Figure 3. Isotopologues of products of Rubisco catalysis: oxygenation (a,b) and carboxylation (c,d), monitored using high-resolution (exact mass) LC-MS analysis. Substrate ribulose 1,5-bisphosphate (RuBP) was natural (protiated RuBP) and the solvent was heavy water (²H₂O). Major ions of 2-phosphoglycolate and 3-phosphoglycerate are (monoisotopic): [M–H] ^– at 154.9745 a.m.u. and [M–H] ^– at 184.9851 a.m.u., respectively. As in Figure 2, the figure shows the monoisotopic species (m), ¹³C and ²H isotopologues (a,b,c) and double isotopologues (inset of b, and d). Results presented here are associated with a 60s-assay (a,b,c) or the effect of CO₂ concentration (d) equilibrated with 100, 400 or 800 ppm in the gas phase. In (d), the asterisk (*) stands for other features (m/z) present in the assay and unrelated to 2-phosphoglycolate or 3-phosphoglycerate. In (a) and (b), no dideuterated 3-phosphoglycerate or 2-phosphoglycolate could be observed.

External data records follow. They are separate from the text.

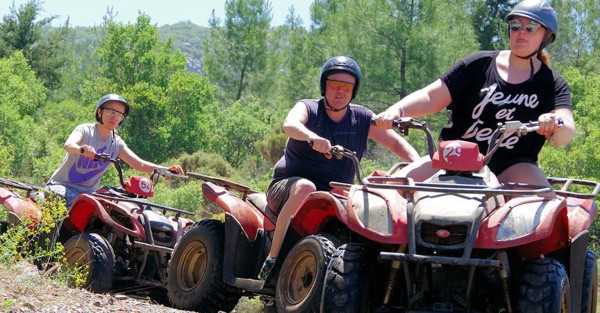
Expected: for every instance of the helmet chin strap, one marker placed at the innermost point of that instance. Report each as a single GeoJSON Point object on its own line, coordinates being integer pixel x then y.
{"type": "Point", "coordinates": [330, 108]}
{"type": "Point", "coordinates": [536, 52]}
{"type": "Point", "coordinates": [530, 57]}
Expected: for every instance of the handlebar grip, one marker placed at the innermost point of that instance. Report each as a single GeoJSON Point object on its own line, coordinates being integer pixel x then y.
{"type": "Point", "coordinates": [102, 157]}
{"type": "Point", "coordinates": [395, 123]}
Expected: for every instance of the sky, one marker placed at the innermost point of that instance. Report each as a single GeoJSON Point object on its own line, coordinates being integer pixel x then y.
{"type": "Point", "coordinates": [161, 12]}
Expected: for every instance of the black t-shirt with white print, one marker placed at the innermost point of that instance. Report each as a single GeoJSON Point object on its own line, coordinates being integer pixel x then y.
{"type": "Point", "coordinates": [481, 99]}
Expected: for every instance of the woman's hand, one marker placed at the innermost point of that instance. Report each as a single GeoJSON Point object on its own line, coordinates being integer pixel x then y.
{"type": "Point", "coordinates": [548, 123]}
{"type": "Point", "coordinates": [176, 169]}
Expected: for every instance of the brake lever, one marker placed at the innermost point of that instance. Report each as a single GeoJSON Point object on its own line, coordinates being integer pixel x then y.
{"type": "Point", "coordinates": [165, 172]}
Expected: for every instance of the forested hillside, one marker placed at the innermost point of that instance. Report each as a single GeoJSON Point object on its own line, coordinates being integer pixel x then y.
{"type": "Point", "coordinates": [213, 99]}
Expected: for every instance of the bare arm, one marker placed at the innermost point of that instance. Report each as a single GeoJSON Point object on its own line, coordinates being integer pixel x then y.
{"type": "Point", "coordinates": [558, 136]}
{"type": "Point", "coordinates": [294, 127]}
{"type": "Point", "coordinates": [73, 145]}
{"type": "Point", "coordinates": [394, 142]}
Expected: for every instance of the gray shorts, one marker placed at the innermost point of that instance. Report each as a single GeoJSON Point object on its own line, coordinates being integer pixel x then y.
{"type": "Point", "coordinates": [67, 193]}
{"type": "Point", "coordinates": [279, 192]}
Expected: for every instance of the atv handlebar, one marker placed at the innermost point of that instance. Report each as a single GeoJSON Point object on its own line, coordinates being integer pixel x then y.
{"type": "Point", "coordinates": [508, 128]}
{"type": "Point", "coordinates": [104, 157]}
{"type": "Point", "coordinates": [18, 185]}
{"type": "Point", "coordinates": [166, 173]}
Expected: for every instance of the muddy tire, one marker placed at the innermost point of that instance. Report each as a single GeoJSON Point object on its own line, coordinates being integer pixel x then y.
{"type": "Point", "coordinates": [590, 284]}
{"type": "Point", "coordinates": [93, 251]}
{"type": "Point", "coordinates": [195, 277]}
{"type": "Point", "coordinates": [543, 287]}
{"type": "Point", "coordinates": [300, 281]}
{"type": "Point", "coordinates": [347, 280]}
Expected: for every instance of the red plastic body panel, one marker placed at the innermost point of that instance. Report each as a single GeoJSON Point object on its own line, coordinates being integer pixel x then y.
{"type": "Point", "coordinates": [457, 155]}
{"type": "Point", "coordinates": [139, 185]}
{"type": "Point", "coordinates": [249, 217]}
{"type": "Point", "coordinates": [22, 208]}
{"type": "Point", "coordinates": [581, 214]}
{"type": "Point", "coordinates": [317, 207]}
{"type": "Point", "coordinates": [550, 234]}
{"type": "Point", "coordinates": [85, 207]}
{"type": "Point", "coordinates": [397, 214]}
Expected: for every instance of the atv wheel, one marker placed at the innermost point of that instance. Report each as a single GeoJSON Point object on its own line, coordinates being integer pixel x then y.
{"type": "Point", "coordinates": [590, 284]}
{"type": "Point", "coordinates": [544, 287]}
{"type": "Point", "coordinates": [195, 277]}
{"type": "Point", "coordinates": [301, 277]}
{"type": "Point", "coordinates": [347, 280]}
{"type": "Point", "coordinates": [94, 252]}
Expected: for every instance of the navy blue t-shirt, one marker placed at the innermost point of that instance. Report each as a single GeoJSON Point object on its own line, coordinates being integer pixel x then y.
{"type": "Point", "coordinates": [481, 99]}
{"type": "Point", "coordinates": [301, 160]}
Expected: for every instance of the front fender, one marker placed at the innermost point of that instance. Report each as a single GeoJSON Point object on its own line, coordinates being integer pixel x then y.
{"type": "Point", "coordinates": [314, 210]}
{"type": "Point", "coordinates": [534, 225]}
{"type": "Point", "coordinates": [86, 207]}
{"type": "Point", "coordinates": [21, 208]}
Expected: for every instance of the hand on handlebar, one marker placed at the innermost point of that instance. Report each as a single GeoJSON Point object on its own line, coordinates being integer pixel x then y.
{"type": "Point", "coordinates": [88, 151]}
{"type": "Point", "coordinates": [548, 123]}
{"type": "Point", "coordinates": [385, 120]}
{"type": "Point", "coordinates": [321, 145]}
{"type": "Point", "coordinates": [172, 171]}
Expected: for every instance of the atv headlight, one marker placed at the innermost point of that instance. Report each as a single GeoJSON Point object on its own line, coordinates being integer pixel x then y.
{"type": "Point", "coordinates": [372, 211]}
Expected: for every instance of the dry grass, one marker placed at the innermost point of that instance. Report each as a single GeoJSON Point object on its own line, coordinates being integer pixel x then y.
{"type": "Point", "coordinates": [24, 289]}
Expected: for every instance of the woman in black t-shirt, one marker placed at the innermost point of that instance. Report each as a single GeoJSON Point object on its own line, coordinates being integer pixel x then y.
{"type": "Point", "coordinates": [499, 86]}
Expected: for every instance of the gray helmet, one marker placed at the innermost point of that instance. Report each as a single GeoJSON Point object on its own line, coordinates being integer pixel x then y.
{"type": "Point", "coordinates": [340, 64]}
{"type": "Point", "coordinates": [539, 11]}
{"type": "Point", "coordinates": [111, 97]}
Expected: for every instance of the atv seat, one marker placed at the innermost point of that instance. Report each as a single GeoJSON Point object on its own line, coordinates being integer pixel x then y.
{"type": "Point", "coordinates": [259, 200]}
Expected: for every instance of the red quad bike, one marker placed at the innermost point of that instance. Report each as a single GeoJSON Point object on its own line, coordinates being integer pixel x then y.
{"type": "Point", "coordinates": [17, 207]}
{"type": "Point", "coordinates": [460, 241]}
{"type": "Point", "coordinates": [216, 262]}
{"type": "Point", "coordinates": [125, 239]}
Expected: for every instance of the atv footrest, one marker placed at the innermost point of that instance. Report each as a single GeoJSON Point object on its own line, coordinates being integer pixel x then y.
{"type": "Point", "coordinates": [393, 256]}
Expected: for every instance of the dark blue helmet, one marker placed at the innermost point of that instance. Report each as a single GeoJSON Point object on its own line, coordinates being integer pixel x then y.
{"type": "Point", "coordinates": [539, 11]}
{"type": "Point", "coordinates": [111, 97]}
{"type": "Point", "coordinates": [340, 64]}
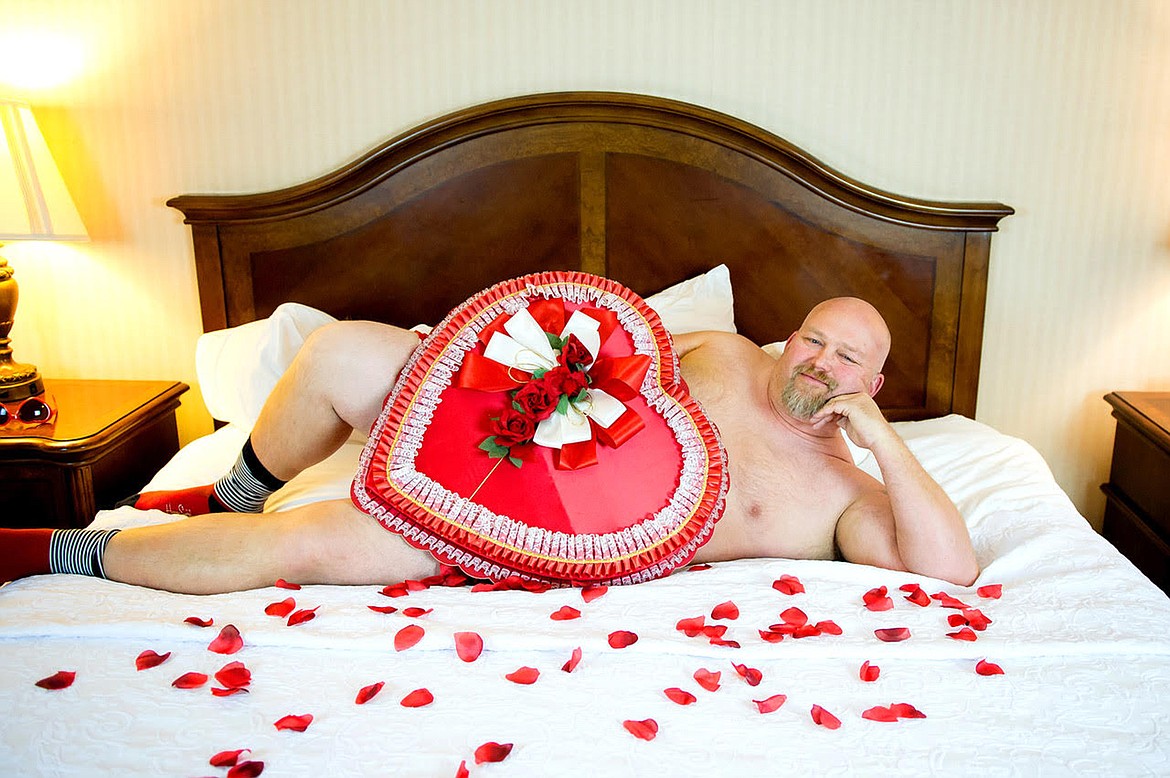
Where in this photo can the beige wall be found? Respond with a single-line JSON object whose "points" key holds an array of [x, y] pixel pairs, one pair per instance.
{"points": [[1059, 108]]}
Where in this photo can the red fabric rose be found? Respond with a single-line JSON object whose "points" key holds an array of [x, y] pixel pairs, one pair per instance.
{"points": [[513, 428]]}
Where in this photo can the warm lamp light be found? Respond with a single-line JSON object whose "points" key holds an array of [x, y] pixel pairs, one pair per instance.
{"points": [[34, 205]]}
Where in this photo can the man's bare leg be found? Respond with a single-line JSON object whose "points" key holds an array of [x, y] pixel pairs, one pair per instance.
{"points": [[329, 542]]}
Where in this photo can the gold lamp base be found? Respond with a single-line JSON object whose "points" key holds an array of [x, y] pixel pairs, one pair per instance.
{"points": [[18, 380]]}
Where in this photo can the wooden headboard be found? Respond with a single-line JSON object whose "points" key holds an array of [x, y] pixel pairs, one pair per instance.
{"points": [[642, 190]]}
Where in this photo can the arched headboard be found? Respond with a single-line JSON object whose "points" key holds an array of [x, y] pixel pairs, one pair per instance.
{"points": [[642, 190]]}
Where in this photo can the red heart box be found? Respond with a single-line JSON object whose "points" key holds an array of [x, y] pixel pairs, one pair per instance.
{"points": [[639, 513]]}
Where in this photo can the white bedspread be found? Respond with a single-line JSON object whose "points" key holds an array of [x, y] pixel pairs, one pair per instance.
{"points": [[1081, 637]]}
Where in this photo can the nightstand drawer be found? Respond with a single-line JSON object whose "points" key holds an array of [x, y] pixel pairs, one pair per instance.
{"points": [[1140, 470]]}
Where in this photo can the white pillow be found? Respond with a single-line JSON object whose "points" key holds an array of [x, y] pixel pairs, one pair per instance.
{"points": [[239, 366]]}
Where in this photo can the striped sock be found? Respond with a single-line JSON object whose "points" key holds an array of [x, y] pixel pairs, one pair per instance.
{"points": [[248, 483], [78, 551]]}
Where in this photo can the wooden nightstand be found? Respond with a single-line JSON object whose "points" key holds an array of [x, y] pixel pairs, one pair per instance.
{"points": [[1137, 496], [108, 440]]}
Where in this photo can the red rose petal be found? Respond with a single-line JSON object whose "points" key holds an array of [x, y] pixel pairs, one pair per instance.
{"points": [[573, 661], [295, 723], [190, 681], [383, 608], [524, 675], [749, 674], [991, 591], [893, 634], [246, 770], [644, 730], [593, 591], [228, 641], [149, 659], [728, 610], [825, 718], [227, 758], [708, 680], [408, 637], [234, 675], [418, 699], [302, 615], [770, 703], [565, 613], [983, 667], [493, 752], [787, 585], [281, 608], [59, 680], [621, 638], [367, 693]]}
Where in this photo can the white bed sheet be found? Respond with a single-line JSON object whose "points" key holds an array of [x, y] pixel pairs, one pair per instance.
{"points": [[1082, 638]]}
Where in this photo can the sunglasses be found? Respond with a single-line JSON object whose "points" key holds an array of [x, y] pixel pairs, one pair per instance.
{"points": [[32, 412]]}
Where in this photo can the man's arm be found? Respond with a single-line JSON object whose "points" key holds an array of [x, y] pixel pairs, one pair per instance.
{"points": [[920, 530]]}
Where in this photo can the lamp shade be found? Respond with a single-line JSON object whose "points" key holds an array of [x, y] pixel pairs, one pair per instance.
{"points": [[34, 201]]}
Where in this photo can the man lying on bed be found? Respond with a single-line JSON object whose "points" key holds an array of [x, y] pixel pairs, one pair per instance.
{"points": [[795, 490]]}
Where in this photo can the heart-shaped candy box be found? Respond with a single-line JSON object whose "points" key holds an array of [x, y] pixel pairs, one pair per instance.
{"points": [[543, 429]]}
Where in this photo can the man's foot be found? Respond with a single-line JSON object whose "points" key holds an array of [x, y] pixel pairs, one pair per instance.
{"points": [[194, 501]]}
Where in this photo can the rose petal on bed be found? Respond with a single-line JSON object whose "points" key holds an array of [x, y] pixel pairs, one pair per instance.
{"points": [[190, 681], [728, 610], [565, 613], [418, 699], [295, 723], [367, 693], [573, 661], [468, 645], [680, 696], [228, 641], [983, 667], [493, 752], [227, 758], [407, 637], [524, 675], [749, 674], [623, 638], [246, 770], [593, 591], [892, 634], [769, 704], [825, 718], [59, 680], [965, 633], [383, 608], [302, 615], [149, 659], [787, 585], [708, 680], [906, 710], [281, 608], [644, 730], [234, 675], [879, 714], [415, 612]]}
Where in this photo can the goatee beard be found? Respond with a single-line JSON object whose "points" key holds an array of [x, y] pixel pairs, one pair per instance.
{"points": [[803, 404]]}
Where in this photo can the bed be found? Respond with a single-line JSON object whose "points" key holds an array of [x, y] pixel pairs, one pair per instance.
{"points": [[1055, 661]]}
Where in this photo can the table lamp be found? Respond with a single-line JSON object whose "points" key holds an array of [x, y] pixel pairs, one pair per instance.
{"points": [[34, 205]]}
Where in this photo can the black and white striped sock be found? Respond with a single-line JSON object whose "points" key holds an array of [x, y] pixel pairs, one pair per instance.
{"points": [[78, 551], [248, 483]]}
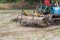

Figure 4. Abundance of deuterated isotopologues in substrate and products of Rubisco catalysis. Substrate ribulose 1,5-bisphosphate (RuBP) was natural (protiated RuBP) and the solvent was heavy water (²H₂O). RuBP and 3-phosphoglycerate (PGA) after 60s of carboxylase assay (a), RuBP, PGA and 2-phopshoglycerate (2PG) after 60s of oxygenase assay (b). The inset in (a) is a magnification to facilitate reading the percentage of dideuterated species. The value shown here is the percentage (%) with respect to the total pool size of the metabolite of interest; for example, 40% d-RuBP means than monodeuterated RuBP represents 40% of total RuBP (total = non-deuterated + monodeuterated + dideuterated + other isotopic forms such as the ¹³C isotopologue). Data shown are mean ± SE (n = 3). Gases concentrations are shown with respect to the gas phase used to equilibrate the reacting medium. Letters stand for statistical classes (P< 0.05). ND, not detected. NR, no reaction.